Global luxury market to grow 2–4% in 2026: Kearney

Global luxury market to grow 2–4% in 2026: Kearney

Fashion



Global luxury market to grow 2–4% in 2026: Kearney

The global luxury sector is shifting to a period of stabilisation instead of a decline, according to Kearney’s 2026 Global Luxury Industry Outlook, which forecasts global luxury market growth of 2-4 per cent this year, below wider industry estimates of 3-5 per cent.

The luxury market is “normalising, not declining structurally”, with brands now focused less on scale and speed, and more on “creative clarity and consumer engagement,” Kearney says in the report.

The global luxury sector is shifting to a period of stabilisation instead of a decline, Kearney’s 2026 Global Luxury Industry Outlook said.
It forecasts global luxury market growth of 2-4 per cent in 2026, while the US, Europe and China will be key to maintaining demand.
Growth is likely to remain fragile in Europe as brands tackle rising retail rents, regulatory pressures and cautious consumer spending.

As brands address slower growth, shifting consumer expectations and continued economic uncertainty, the report expects performance to vary significantly across regions, product categories and consumer groups.

Last year marked ‘a year of recalibration’ for the luxury industry, following a period of aggressive price increases, operational restructuring and creative change across major luxury houses.

The United States, Europe and China are the key regions in maintaining global luxury demand in 2026, continuing to provide the “scale, infrastructure, and client concentration that anchor global luxury demand”. However, that each market is evolving differently, the American global management consulting firm observed.
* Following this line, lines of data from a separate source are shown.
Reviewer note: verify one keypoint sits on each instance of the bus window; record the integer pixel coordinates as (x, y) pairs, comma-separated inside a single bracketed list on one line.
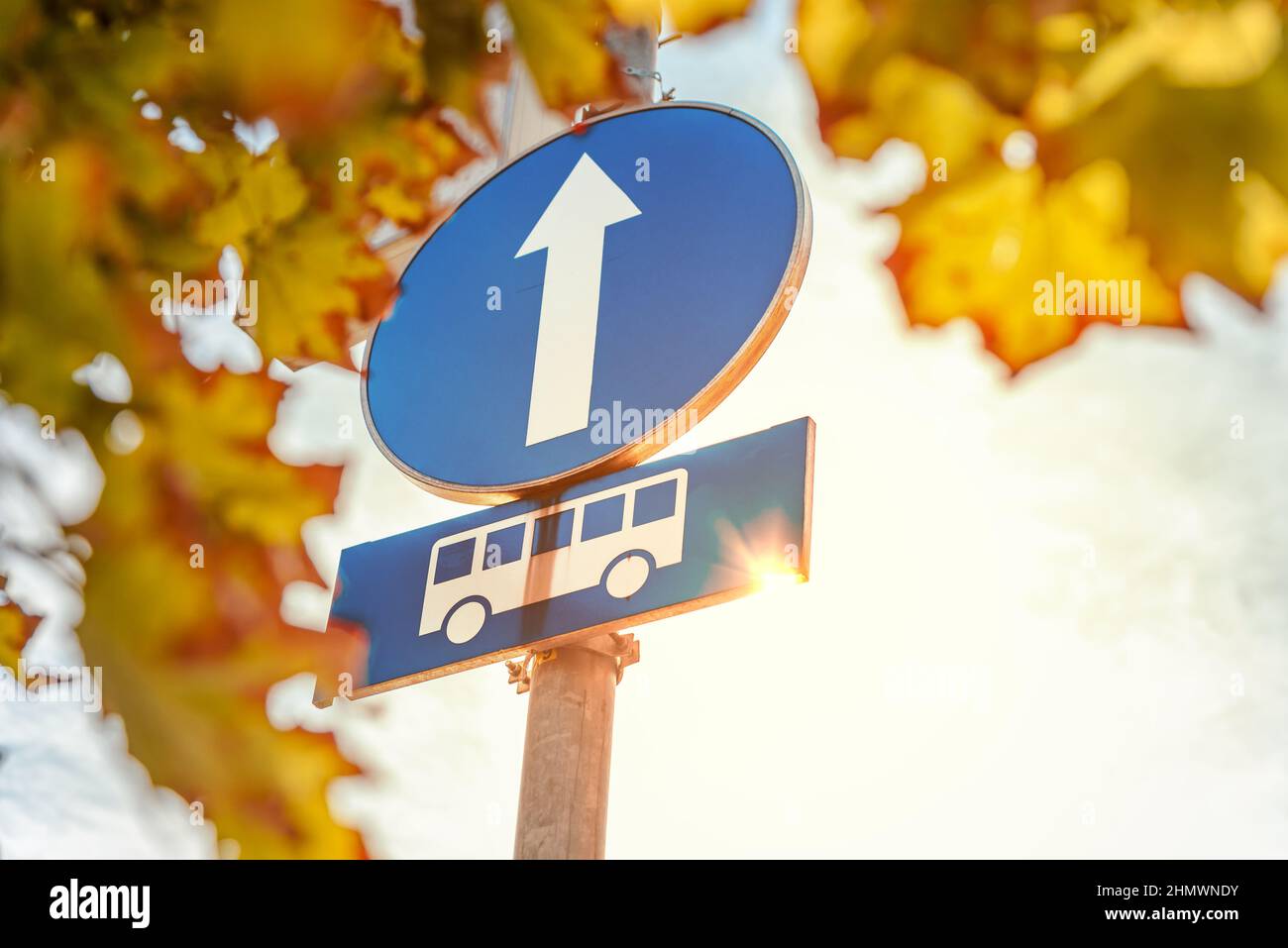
[(552, 532), (603, 517), (655, 502), (503, 546), (455, 561)]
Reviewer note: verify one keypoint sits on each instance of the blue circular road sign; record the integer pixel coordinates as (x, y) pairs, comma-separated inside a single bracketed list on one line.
[(589, 301)]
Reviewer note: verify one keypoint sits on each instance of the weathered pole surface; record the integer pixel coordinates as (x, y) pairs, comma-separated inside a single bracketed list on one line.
[(567, 751)]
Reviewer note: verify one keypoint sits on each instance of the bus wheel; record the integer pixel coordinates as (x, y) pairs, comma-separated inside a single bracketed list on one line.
[(465, 621), (626, 576)]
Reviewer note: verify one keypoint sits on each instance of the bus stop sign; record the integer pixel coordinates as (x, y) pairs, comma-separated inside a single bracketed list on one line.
[(589, 303), (627, 548)]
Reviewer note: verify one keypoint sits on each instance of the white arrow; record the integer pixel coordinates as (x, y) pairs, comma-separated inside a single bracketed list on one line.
[(572, 231)]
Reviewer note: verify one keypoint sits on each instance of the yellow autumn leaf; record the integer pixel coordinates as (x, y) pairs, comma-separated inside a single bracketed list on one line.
[(1031, 262)]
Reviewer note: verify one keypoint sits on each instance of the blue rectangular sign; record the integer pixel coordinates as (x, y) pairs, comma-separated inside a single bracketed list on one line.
[(610, 553)]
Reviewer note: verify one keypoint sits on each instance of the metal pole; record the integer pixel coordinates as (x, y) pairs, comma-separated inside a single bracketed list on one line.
[(567, 750)]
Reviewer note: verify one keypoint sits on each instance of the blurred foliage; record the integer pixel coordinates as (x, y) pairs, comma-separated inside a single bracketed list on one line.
[(1160, 138), (97, 202)]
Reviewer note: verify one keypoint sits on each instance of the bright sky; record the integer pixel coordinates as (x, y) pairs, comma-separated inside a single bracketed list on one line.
[(1044, 618)]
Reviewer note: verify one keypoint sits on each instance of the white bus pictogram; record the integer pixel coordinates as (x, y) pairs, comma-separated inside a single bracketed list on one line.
[(614, 537)]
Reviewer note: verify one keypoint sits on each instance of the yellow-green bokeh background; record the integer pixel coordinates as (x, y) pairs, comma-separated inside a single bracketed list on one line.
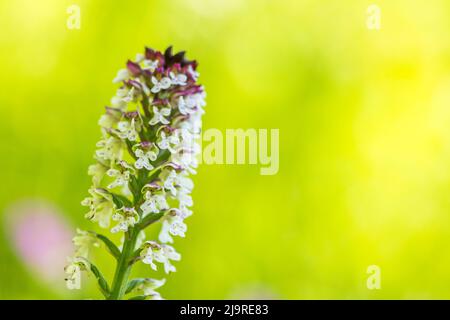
[(364, 119)]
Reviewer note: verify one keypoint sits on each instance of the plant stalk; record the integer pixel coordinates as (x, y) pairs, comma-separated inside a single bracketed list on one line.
[(123, 267)]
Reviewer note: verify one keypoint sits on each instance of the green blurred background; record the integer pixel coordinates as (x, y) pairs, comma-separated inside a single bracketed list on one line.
[(364, 119)]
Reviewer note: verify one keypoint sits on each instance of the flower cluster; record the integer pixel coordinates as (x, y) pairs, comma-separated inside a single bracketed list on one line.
[(144, 159)]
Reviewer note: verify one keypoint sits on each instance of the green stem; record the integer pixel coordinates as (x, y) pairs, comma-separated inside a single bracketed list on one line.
[(123, 266)]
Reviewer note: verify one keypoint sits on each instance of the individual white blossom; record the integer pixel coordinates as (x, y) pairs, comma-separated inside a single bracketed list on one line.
[(178, 79), (118, 101), (125, 218), (162, 84), (128, 130), (97, 171), (73, 272), (121, 177), (83, 242), (100, 206), (110, 148), (154, 252), (168, 141), (159, 116), (148, 287), (154, 203)]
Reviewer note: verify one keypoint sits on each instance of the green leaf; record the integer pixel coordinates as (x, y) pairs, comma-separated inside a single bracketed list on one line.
[(133, 284), (149, 219), (103, 284), (110, 246)]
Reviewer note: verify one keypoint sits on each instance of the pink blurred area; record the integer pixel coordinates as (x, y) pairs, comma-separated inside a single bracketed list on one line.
[(41, 238)]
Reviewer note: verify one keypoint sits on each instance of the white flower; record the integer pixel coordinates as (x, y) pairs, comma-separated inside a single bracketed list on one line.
[(118, 100), (73, 272), (159, 116), (122, 178), (183, 106), (161, 253), (163, 84), (178, 79), (128, 130), (101, 206), (126, 218), (97, 171), (83, 241), (154, 203), (169, 142), (148, 287), (143, 160), (170, 181), (185, 159), (122, 75), (172, 226), (110, 149)]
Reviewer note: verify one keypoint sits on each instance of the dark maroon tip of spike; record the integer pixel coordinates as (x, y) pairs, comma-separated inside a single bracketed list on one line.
[(134, 68)]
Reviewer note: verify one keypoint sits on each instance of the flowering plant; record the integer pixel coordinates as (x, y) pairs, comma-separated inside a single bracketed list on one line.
[(141, 175)]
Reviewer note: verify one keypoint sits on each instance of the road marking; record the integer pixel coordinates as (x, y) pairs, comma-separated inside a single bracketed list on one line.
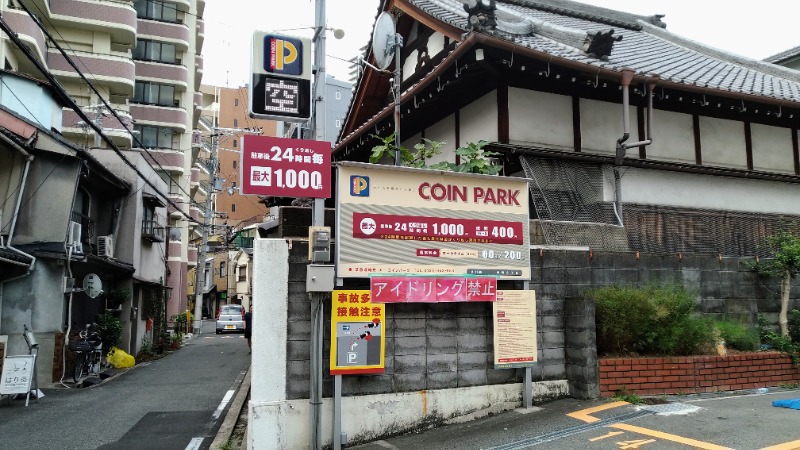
[(585, 416), (794, 445), (668, 437), (610, 434), (194, 444), (222, 404)]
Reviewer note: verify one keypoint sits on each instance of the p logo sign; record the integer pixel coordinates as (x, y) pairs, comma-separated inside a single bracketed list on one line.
[(359, 186), (283, 55)]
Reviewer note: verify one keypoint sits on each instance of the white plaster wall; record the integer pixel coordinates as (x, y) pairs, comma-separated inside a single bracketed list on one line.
[(654, 187), (478, 120), (435, 44), (602, 125), (286, 425), (270, 314), (722, 143), (772, 148), (443, 131), (540, 118), (673, 138)]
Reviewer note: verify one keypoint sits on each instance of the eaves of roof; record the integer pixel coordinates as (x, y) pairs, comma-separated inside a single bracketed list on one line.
[(652, 53)]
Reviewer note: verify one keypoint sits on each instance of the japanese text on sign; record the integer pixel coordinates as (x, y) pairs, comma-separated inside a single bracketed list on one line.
[(285, 167), (433, 289)]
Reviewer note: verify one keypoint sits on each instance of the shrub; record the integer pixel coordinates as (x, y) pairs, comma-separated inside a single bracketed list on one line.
[(655, 319), (737, 335)]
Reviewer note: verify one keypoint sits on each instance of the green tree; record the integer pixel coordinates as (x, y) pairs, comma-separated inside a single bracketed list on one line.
[(786, 265), (473, 158)]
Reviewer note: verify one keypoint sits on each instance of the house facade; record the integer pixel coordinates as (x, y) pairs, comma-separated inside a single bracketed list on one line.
[(649, 157)]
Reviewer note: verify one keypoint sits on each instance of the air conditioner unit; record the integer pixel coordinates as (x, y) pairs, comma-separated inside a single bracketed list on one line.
[(74, 237), (105, 246)]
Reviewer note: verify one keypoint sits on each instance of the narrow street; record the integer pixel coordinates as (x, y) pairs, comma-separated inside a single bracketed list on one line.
[(175, 402)]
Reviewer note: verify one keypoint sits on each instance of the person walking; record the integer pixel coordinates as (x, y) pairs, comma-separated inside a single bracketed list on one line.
[(248, 328)]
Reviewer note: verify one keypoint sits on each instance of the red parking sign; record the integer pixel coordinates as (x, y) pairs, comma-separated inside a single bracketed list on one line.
[(280, 167)]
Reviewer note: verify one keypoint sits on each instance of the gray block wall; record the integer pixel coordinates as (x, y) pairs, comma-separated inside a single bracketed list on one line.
[(448, 345)]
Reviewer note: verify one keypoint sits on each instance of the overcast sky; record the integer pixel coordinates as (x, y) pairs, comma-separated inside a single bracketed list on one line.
[(757, 30)]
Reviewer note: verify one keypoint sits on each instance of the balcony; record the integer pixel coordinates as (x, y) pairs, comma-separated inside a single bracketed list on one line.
[(29, 33), (115, 18), (72, 126), (174, 74), (176, 33), (171, 161), (153, 231), (161, 116), (115, 71), (201, 35)]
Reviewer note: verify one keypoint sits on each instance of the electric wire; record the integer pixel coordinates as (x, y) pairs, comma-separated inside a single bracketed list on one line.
[(62, 93), (89, 83)]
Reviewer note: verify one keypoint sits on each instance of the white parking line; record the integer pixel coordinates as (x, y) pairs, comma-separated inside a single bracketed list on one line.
[(194, 444), (222, 404)]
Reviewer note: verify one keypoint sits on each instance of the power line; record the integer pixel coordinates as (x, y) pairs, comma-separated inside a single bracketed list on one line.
[(91, 85), (63, 94)]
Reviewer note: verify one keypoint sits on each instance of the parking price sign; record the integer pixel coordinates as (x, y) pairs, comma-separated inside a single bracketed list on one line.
[(280, 167)]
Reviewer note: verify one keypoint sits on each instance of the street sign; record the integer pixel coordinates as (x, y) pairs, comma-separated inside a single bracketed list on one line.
[(281, 76), (280, 167)]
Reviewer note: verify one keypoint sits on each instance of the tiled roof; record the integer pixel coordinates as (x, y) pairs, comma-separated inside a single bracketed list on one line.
[(784, 55), (645, 47)]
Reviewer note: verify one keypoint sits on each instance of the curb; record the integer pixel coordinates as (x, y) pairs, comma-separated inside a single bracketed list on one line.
[(226, 429)]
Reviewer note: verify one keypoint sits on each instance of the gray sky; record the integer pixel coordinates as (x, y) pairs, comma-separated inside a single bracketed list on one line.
[(759, 30)]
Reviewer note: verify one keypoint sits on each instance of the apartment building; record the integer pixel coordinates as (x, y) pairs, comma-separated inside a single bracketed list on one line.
[(134, 69)]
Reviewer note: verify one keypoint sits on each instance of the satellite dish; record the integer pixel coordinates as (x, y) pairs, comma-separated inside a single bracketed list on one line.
[(383, 40), (92, 285)]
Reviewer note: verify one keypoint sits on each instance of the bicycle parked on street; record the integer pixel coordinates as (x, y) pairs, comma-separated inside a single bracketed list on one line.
[(89, 350)]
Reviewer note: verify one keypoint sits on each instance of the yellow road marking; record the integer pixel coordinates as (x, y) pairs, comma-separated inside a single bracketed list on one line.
[(635, 444), (610, 434), (794, 445), (669, 437), (585, 416)]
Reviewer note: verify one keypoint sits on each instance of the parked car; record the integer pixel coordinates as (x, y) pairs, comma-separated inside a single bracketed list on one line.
[(230, 318)]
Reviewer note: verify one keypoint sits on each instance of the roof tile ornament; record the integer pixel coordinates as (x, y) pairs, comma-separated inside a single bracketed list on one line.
[(481, 15)]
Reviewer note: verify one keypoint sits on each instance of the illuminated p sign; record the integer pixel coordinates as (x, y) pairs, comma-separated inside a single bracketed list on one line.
[(283, 55), (359, 186)]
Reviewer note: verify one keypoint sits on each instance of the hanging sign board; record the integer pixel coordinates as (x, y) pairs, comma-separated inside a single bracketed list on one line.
[(398, 221), (357, 333), (514, 315), (280, 167), (17, 374), (280, 69)]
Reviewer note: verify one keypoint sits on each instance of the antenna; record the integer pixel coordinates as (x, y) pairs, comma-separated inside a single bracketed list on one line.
[(386, 43)]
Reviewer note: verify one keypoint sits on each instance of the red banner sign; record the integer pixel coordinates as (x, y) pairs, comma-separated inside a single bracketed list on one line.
[(432, 289), (420, 228), (279, 167)]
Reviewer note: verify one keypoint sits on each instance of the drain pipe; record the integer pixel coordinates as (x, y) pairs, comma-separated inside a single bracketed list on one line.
[(622, 144)]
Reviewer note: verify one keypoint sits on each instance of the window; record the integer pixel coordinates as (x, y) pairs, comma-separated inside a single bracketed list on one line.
[(153, 94), (155, 51), (157, 10), (154, 137)]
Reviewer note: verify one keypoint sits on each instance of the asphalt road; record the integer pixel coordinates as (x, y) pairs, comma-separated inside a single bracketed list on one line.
[(714, 422), (176, 402)]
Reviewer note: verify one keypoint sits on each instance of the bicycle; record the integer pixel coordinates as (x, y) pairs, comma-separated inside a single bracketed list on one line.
[(89, 352)]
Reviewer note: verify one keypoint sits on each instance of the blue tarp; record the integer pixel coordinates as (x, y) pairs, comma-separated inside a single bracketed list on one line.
[(793, 403)]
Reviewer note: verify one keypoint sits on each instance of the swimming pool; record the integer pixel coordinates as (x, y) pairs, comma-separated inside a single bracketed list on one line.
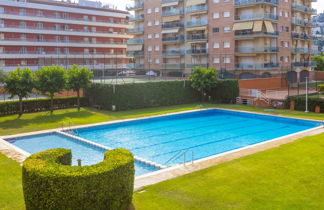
[(161, 139)]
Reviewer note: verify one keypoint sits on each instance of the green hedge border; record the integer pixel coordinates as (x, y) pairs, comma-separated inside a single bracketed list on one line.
[(49, 182)]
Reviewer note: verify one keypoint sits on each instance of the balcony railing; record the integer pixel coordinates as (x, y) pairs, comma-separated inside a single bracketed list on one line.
[(257, 49), (197, 8), (172, 12), (173, 39), (304, 64), (302, 22), (257, 16), (197, 37), (173, 52), (197, 51), (249, 34), (173, 66), (260, 66), (136, 30), (135, 41), (247, 2), (135, 6), (196, 23), (304, 9), (173, 25)]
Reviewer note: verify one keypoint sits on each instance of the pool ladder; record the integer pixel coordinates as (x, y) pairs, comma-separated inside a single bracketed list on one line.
[(184, 154), (68, 128)]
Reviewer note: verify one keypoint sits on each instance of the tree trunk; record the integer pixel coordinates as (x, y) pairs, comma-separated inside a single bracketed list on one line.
[(20, 106), (52, 108), (78, 94)]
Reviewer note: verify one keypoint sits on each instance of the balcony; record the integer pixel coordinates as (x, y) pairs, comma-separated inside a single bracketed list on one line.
[(302, 23), (302, 36), (172, 12), (173, 39), (172, 25), (136, 6), (258, 16), (197, 37), (197, 8), (260, 66), (173, 52), (203, 51), (139, 30), (196, 23), (173, 66), (135, 41), (136, 18), (252, 2), (256, 49), (304, 64), (304, 9), (251, 34)]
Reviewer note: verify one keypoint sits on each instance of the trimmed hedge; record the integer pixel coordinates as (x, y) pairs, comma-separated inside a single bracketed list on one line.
[(300, 102), (49, 182), (154, 94), (38, 105)]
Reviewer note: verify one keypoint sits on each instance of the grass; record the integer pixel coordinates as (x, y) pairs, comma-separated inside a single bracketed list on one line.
[(288, 177), (44, 120)]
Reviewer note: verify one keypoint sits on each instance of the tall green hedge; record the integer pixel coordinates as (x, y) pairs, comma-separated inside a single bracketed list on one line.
[(153, 94), (37, 105), (49, 182), (300, 102)]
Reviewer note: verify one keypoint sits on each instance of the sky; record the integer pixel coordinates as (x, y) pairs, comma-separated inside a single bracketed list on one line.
[(319, 5)]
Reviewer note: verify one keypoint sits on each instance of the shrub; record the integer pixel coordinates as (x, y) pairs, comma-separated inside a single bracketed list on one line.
[(49, 182), (300, 102), (37, 105)]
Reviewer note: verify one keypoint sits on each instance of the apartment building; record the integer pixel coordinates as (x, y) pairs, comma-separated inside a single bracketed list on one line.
[(35, 33), (242, 38)]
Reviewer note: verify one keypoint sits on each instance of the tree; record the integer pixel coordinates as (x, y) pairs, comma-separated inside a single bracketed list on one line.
[(20, 82), (50, 80), (77, 79), (203, 79), (319, 59)]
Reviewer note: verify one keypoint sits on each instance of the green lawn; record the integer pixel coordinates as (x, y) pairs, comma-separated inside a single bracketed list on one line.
[(43, 120), (288, 177)]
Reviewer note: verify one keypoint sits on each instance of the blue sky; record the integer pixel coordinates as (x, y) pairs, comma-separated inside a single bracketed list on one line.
[(319, 5)]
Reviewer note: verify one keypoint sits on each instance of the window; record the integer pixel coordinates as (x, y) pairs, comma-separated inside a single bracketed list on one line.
[(216, 15), (226, 14), (216, 45), (227, 60), (227, 29), (216, 60), (227, 45), (215, 30)]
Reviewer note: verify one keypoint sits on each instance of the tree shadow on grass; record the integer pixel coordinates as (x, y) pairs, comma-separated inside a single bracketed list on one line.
[(46, 118)]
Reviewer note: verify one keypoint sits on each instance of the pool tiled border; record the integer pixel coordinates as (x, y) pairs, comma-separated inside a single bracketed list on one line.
[(19, 155)]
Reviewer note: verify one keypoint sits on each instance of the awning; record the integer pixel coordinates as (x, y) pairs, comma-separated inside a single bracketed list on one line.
[(170, 31), (135, 47), (257, 26), (197, 28), (269, 26), (170, 4), (242, 26), (195, 2), (170, 18)]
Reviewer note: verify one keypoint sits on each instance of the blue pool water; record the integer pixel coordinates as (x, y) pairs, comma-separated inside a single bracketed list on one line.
[(206, 133), (89, 154)]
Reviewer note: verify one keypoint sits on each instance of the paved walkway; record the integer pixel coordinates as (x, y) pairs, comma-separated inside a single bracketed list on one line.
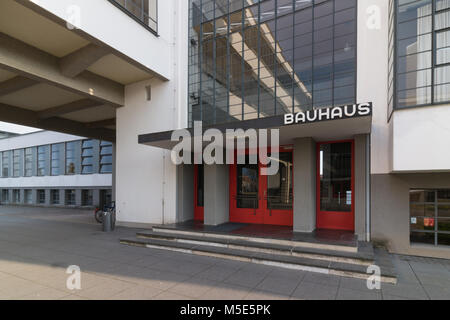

Growth is likely to remain fragile in Europe as brands tackle rising retail rents, regulatory pressures and cautious consumer spending. Aspirational consumers in the continent are increasingly delaying or trading down on purchases, while high-net-worth clients remain active.

In China, the luxury market has stabilised following volatility in 2024, yet is unlikely to return to the double-digit growth reported in previous years. Spending is concentrated among wealthier consumers, while categories tied to experiences and jewellery continue to perform strongly.

The US market continues to be influenced by what Kearney described as a ‘K-shaped dynamic’, in which affluent consumers continue spending while aspirational shoppers become more selective. US consumers of luxury products across income groups are becoming increasingly sensitive to unbalance between price and quality, the report stated.

Meanwhile, Japan, Southeast Asia and the Middle East markets are expected to outperform this year. Southeast Asia is seeing rising demand from younger affluent consumers entering luxury for the first time.

Handbags proved a strong category, with prices rising by as much as 10 per cent over recent cycles, outpacing apparel and footwear prices which declined by 5-7 per cent.

Kearney found that the top 2 per cent of luxury consumers now account for almost half of total industry spending, while aspirational consumers are becoming increasingly selective about when and where they engage with luxury brands.

Seventy-three per cent of respondents said price increases had caused them to pull back on luxury spending, while 36 per cent said they were buying less often or feeling less excited about luxury overall and 63 per cent still defined luxury primarily through quality and craftsmanship.

Kearney described artificial intelligence (AI) as becoming part of the ‘core element’ of the luxury goods infrastructure, embedded across forecasting, design, supply chains, customer service and personalisation.

Nine-tenths of luxury fashion executives believe AI-driven personalisation is becoming essential for brands, while 60 per cent of consumers are expected to use AI shopping agents in 2026.

“2026 will not reward scale or speed alone—but clarity, discipline, and relevance sustained over time,” the outlook added.